Tax Court Clarifies Standard of Review in CDP Payment Disputes

0 Flares Filament.io 0 Flares ×

Two recent opinions in Melasky v. Commissioner, Docket No. 12777-12L offer a cornucopia of issues for tax procedure watchers to digest. The Melaskys appealed a Collection Due Process (CDP) determination and ultimately lost. On its way to upholding the IRS determination, the Tax Court tackled several unresolved questions in two precedential opinions.  In its preliminary opinion in Melasky (151 T.C. No. 8), the Tax Court decided the standard of review when the dispute concerns the correct application of a payment. This sets the stage for the Court’s opinion on the merits of the Melaskys’ contentions, which we’ll cover in later posts.  

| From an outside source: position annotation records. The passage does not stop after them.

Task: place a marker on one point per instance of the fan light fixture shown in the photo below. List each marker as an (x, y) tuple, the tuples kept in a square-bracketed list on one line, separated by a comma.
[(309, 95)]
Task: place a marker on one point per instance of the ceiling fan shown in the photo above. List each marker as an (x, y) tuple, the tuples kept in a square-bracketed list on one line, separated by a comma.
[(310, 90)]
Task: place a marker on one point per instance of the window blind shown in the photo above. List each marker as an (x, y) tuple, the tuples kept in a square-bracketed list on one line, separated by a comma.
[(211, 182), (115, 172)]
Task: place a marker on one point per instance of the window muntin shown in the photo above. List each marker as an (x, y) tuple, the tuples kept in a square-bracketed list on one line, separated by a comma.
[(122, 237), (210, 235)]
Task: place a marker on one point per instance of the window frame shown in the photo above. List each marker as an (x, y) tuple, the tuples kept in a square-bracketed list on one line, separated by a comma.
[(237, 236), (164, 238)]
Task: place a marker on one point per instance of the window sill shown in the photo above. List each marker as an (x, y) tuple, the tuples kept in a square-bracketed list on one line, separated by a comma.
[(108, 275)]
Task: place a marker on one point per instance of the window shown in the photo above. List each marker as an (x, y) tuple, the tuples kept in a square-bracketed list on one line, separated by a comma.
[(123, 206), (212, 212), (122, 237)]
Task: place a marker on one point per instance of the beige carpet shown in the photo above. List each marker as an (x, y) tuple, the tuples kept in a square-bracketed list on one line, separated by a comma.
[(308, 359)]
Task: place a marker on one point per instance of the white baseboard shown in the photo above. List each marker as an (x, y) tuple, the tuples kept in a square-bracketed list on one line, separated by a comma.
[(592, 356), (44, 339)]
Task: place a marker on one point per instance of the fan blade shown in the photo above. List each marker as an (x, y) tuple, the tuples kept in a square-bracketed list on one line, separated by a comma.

The facts of the case are unusual. The Melaskys hand-delivered a check for $18,000 to their local IRS office on Thursday, January 27, 2011, with direction to apply the check to their 2009 income tax liability. Unfortunately, on Monday, January 31 the IRS issued a notice of levy to the bank on which the check was drawn, which prevented the check from being honored. The IRS applied the bank levy proceeds to an earlier tax year, not 2009. Subsequently a notice of intent to levy was issued for several tax years including 2009. The Melaskys requested a CDP appeal. They argued that the proposed levy should not be sustained as to 2009 because they had no balance for that year after proper application of their payment. 

read more...
 

Before we get to the caselaw, it’s helpful to review a little background. For both lien and levy notices, section 6330(c) sets out the matters to be considered in a CDP hearing: 

(c)Matters considered at hearing. In the case of any hearing conducted under this section—

(1) Requirement of investigation. The appeals officer shall at the hearing obtain verification from the Secretary that the requirements of any applicable law or administrative procedure have been met.

(2) Issues at hearing

(A) In general. The person may raise at the hearing any relevant issue relating to the unpaid tax or the proposed levy, including—

(i) appropriate spousal defenses;

(ii) challenges to the appropriateness of collection actions; and

(iii) offers of collection alternatives, which may include the posting of a bond, the substitution of other assets, an installment agreement, or an offer-in-compromise.

(B) Underlying liability. The person may also raise at the hearing challenges to the existence or amount of the underlying tax liability for any tax period if the person did not receive any statutory notice of deficiency for such tax liability or did not otherwise have an opportunity to dispute such tax liability.

So, issues raised by the taxpayer under 6330(c)(2) fall into two separate buckets: “any relevant issue relating to the unpaid tax” under 6330(c)(2)(A); and “challenges to the existence or amount of the underlying tax liability” under 6330(c)(2)(B).  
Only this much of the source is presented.